Non; mais il faut dire que les uns et les autres, entendus comme font les pétitionnaires, sont terriblement opposés aux intérêts des campagnes, de l'agriculture et des consommateurs.
Voilà donc, messieurs, où vous vouliez en venir! Voilà le but de vos subtiles distinctions économiques! Vous voulez que la loi s'oppose à ce que les produits achevés traversent l'Océan, afin que le transport beaucoup plus coûteux des matières brutes, sales, chargées de résidus, offre plus d'aliment à votre marine marchande, et mette plus largement en œuvre vos forces navales. C'est là ce que vous appelez une sage économie.
Eh! que ne demandez-vous aussi qu'on fasse venir les sapins de Russie avec leurs branches, leur écorce et leurs racines; l'or du Mexique à l'état de minerai; et les cuirs de Buénos-Ayres encore attachés aux ossements de cadavres infects?
Bientôt, je m'y attends, les actionnaires des chemins de fer, pour peu qu'ils soient en majorité dans les chambres, feront une loi qui défende de fabriquer à Cognac l'eau-de-vie qui se consomme à Paris. Ordonner législativement le transport de dix pièces de vin pour une pièce d'eau-de-vie, ne serait-ce pas à la fois fournir à l'industrie parisienne l'indispensable aliment de son travail, et mettre en œuvre les forces des locomotives?
Jusques à quand fermera-t-on les yeux sur cette vérité si simple?
L'industrie, les forces navales, le travail ont pour but le bien général, le bien public; créer des industries inutiles, favoriser des transports superflus, alimenter un travail surnuméraire, non pour le bien du public, mais aux dépens du public, c'est réaliser une véritable pétition de principe. Ce n'est pas le travail qui est en soi-même une chose désirable, c'est la consommation: tout travail sans résultat est une perte. Payer des marins pour porter à travers les mers d'inutiles résidus, c'est comme les payer pour faire ricocher des cailloux sur la surface de l'eau. Ainsi nous arrivons à ce résultat, que tous les sophismes économiques, malgré leur infinie variété, ont cela de commun qu'ils confondent le moyen avec le but, et développent l'un aux dépens de l'autre[30].
XXII.—MÉTAPHORES.
Quelquefois le sophisme se dilate, pénètre tout le tissu d'une longue et lourde théorie. Plus souvent il se comprime, il se resserre, il se fait principe, et se cache tout entier dans un mot.
Dieu nous garde, disait Paul-Louis, du malin et de la métaphore! Et, en effet, il serait difficile de dire lequel des deux verse le plus de maux sur notre planète.—C'est le démon, dites-vous; il nous met à tous, tant que nous sommes, l'esprit de spoliation dans le cœur. Oui, mais il laisse entière la répression des abus par la résistance de ceux qui en souffrent. C'est le sophisme qui paralyse cette résistance. L'épée que la malice met aux mains des assaillants serait impuissante si le sophisme ne brisait pas le bouclier aux bras des assaillis; et c'est avec raison que Malebranche a inscrit sur le frontispice de son livre cette sentence: L'erreur est la cause de la misère des hommes.

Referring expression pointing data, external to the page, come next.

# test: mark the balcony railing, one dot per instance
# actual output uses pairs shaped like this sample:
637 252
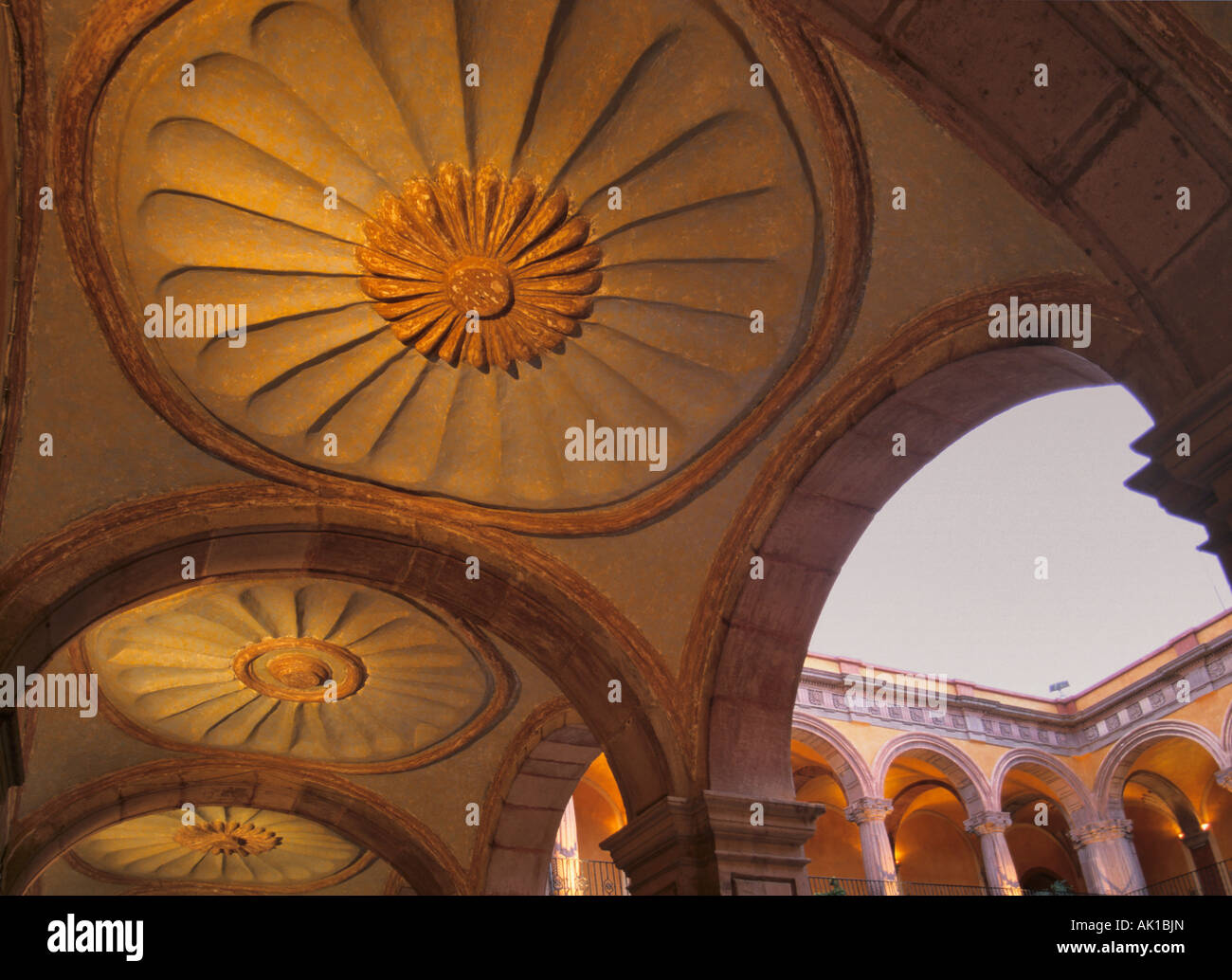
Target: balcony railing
830 885
578 877
1212 879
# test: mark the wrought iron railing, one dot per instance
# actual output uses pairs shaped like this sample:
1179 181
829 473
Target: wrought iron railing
1211 879
578 877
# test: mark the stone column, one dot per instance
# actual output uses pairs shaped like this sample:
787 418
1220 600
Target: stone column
869 814
999 870
717 844
1109 862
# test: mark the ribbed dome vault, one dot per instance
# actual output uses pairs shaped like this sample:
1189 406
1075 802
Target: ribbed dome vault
332 171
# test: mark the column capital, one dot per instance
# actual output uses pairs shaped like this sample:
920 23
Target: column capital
1101 829
987 821
869 808
717 844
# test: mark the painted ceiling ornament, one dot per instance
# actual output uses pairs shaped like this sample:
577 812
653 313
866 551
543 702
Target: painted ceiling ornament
311 669
440 280
483 269
226 837
226 845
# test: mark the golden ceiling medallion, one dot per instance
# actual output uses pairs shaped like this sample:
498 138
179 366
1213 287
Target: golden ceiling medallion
299 668
226 837
487 269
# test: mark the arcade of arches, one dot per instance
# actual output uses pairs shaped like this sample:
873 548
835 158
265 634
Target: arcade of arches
360 614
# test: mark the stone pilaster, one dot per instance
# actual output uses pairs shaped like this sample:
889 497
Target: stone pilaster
990 826
1109 862
869 814
717 844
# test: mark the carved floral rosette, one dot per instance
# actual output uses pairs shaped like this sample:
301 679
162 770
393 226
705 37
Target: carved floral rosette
440 275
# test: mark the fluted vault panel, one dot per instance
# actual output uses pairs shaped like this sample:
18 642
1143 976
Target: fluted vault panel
311 669
476 291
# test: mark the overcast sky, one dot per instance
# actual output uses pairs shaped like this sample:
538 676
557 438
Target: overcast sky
943 581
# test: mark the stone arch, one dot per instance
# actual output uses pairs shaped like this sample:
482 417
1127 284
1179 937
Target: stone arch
1227 730
1115 768
408 845
541 771
842 755
959 768
1042 153
132 553
1060 778
939 377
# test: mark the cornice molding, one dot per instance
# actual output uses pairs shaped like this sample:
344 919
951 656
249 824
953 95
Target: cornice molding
822 694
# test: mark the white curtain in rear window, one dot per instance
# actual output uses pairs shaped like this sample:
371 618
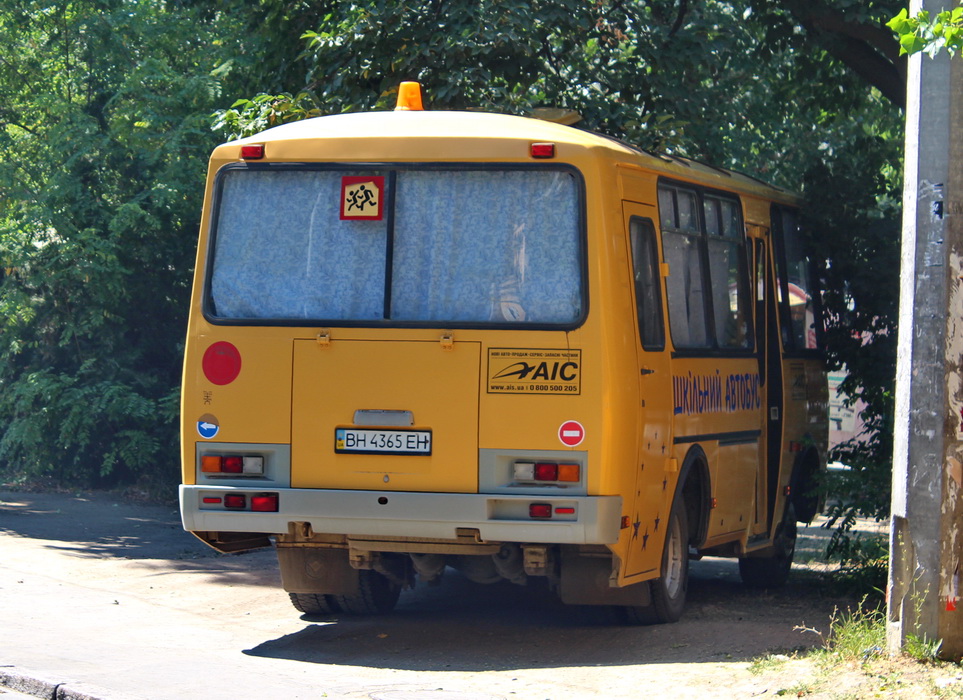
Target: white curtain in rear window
283 252
485 246
499 246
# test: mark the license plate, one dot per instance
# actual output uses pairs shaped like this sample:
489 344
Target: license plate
392 442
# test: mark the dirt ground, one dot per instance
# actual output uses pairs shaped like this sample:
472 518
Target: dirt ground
117 596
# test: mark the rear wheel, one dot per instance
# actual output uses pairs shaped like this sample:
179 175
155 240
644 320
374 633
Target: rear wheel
772 571
669 590
375 595
315 603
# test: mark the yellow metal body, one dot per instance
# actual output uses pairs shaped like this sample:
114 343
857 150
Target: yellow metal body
296 384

Et voyez ce qui se passe. Des ambitieux hypocrites auront un intérêt sinistre, comme, par exemple, à semer dans le public le germe des haines nationales. Ce germe funeste pourra se développer, amener une conflagration générale, arrêter la civilisation, répandre des torrents de sang, attirer sur le pays le plus terrible des fléaux, l'invasion. En tous cas, et d'avance, ces sentiments haineux nous abaissent dans l'opinion des peuples et réduisent les Français qui ont conservé quelque amour de la justice à rougir de leur patrie. Certes ce sont là de grands maux; et pour que le public se garantît contre les menées de ceux qui veulent lui faire courir de telles chances, il suffirait qu'il en eût la claire vue. Comment parvient-on à la lui dérober? Par la métaphore. On altère, on force, on déprave le sens de trois ou quatre mots, et tout est dit.